我用8类任务实测ChatGPT:哪些真好用,哪些别全信
ChatGPT 测评报告|附完整命令
一、前言:为什么需要一份 ChatGPT 测评报告?
自 ChatGPT 推出以来,AI 对话工具已经从“新鲜玩具”逐渐变成了许多人工作、学习和创作中的常用助手。无论是写文章、做方案、改代码、总结资料,还是翻译、润色、头脑风暴,ChatGPT 都展现出了较强的通用能力。
但在实际使用中,很多人对 ChatGPT 的评价往往停留在主观感受上:
“它很聪明”“回答挺像人”“有时候会胡说”“写代码还不错”……这些评价虽然真实,但不够系统。
一份完整的测评报告,需要从多个维度观察 ChatGPT 的表现,包括:
- 中文理解能力;
- 内容创作能力;
- 逻辑推理能力;
- 代码生成能力;
- 信息总结能力;
- 翻译与润色能力;
- 角色扮演能力;
- 长文本处理能力;
- 稳定性与准确性;
- 实际工作场景中的可用性。
本文将围绕这些维度,对 ChatGPT 进行一次较为完整的测评,并附上可直接复制使用的测试命令,方便读者自行复现和对比不同模型、不同版本之间的差异。
二、测评对象与测试方式
本次测评对象为 ChatGPT 类大语言模型。测试方式采用“提示词命令输入—模型输出观察—结果分析”的形式。

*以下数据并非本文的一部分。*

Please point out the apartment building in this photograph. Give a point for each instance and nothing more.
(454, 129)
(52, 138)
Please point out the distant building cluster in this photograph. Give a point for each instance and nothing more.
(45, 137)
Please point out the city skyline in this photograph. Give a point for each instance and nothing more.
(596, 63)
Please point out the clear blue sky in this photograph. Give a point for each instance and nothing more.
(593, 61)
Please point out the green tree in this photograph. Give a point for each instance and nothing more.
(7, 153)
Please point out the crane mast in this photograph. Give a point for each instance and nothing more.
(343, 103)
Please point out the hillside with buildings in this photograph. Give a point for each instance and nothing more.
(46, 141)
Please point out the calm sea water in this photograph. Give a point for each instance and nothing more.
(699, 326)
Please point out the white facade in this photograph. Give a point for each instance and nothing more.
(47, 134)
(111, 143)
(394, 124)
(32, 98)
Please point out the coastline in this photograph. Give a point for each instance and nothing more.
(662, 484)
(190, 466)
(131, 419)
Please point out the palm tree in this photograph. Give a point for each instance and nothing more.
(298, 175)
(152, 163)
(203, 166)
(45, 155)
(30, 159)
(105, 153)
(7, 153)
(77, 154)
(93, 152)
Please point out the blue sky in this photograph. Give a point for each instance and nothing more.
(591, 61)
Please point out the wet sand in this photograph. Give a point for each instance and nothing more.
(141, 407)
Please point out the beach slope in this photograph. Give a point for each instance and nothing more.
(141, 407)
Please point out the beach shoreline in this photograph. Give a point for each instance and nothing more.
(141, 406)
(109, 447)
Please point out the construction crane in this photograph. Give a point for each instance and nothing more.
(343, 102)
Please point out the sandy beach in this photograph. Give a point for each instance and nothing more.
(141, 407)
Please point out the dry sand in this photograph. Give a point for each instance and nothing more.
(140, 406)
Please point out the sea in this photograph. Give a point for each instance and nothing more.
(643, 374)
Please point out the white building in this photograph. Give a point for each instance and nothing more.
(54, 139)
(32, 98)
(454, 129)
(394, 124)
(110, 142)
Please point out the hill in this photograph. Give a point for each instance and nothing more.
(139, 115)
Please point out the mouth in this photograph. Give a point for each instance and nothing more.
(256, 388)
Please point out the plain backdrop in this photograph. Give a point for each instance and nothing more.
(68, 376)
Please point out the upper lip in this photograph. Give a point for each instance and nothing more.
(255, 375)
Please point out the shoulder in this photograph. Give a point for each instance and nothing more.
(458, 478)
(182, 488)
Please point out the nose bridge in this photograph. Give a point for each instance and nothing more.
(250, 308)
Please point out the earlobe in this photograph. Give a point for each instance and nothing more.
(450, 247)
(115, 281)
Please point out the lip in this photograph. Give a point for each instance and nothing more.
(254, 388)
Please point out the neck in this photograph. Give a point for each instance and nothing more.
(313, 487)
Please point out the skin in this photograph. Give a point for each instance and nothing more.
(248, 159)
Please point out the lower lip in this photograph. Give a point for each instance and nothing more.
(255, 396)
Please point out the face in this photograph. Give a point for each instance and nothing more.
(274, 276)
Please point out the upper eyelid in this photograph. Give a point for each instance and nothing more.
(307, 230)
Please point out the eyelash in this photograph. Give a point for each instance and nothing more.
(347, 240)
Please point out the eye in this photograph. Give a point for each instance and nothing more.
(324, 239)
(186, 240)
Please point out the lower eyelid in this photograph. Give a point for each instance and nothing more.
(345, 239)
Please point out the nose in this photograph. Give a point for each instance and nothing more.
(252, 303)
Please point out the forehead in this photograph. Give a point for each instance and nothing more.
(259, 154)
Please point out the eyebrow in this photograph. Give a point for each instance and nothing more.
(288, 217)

为了尽可能贴近真实使用场景,测试内容没有设计得过于学术化,而是选择了普通用户、职场人士、学生、程序员、自媒体作者等群体经常会遇到的问题。
测评重点不只是看它“能不能回答”,更关注以下几点:
-
回答是否准确
是否存在明显事实错误、逻辑漏洞或不可靠结论。 -
表达是否自然
中文是否通顺,结构是否清晰,是否符合正常阅读习惯。 -
是否能理解复杂要求
当命令中包含多条件、多限制、多角色时,模型是否能正确执行。 -
是否具备实用价值
输出内容能否直接用于工作、学习或创作,而不是只有空泛的套话。 -
是否稳定
面对相似问题时,是否能保持相近质量,而不是表现大幅波动。
三、测试一:中文写作能力
测试目的
中文写作是 ChatGPT 最常见的使用场景之一。许多用户会用它来写公众号文章、小红书文案、短视频脚本、商业邮件、产品介绍、演讲稿等。因此,中文写作能力是本次测评的核心项目之一。
测试命令
请以“普通人如何提高工作效率”为主题,写一篇中文文章。
要求:
1. 字数不少于800字;
2. 使用Markdown格式;
3. 结构清晰,有小标题;
4. 语言自然,不要太像机器生成;
5. 给出5条可执行建议。
测评结果分析
ChatGPT 在中文长文生成方面表现较好。它通常能够按照要求输出一篇结构完整的文章,包括开头、正文、小标题和总结部分。对于“提高工作效率”这类常见主题,它可以给出较为成熟的建议,例如设定优先级、减少干扰、使用工具、定期复盘等。
优点主要有三点:
第一,结构感强。ChatGPT 很擅长把文章拆分成几个部分,并用小标题组织内容。这对于不擅长搭框架的用户来说非常有帮助。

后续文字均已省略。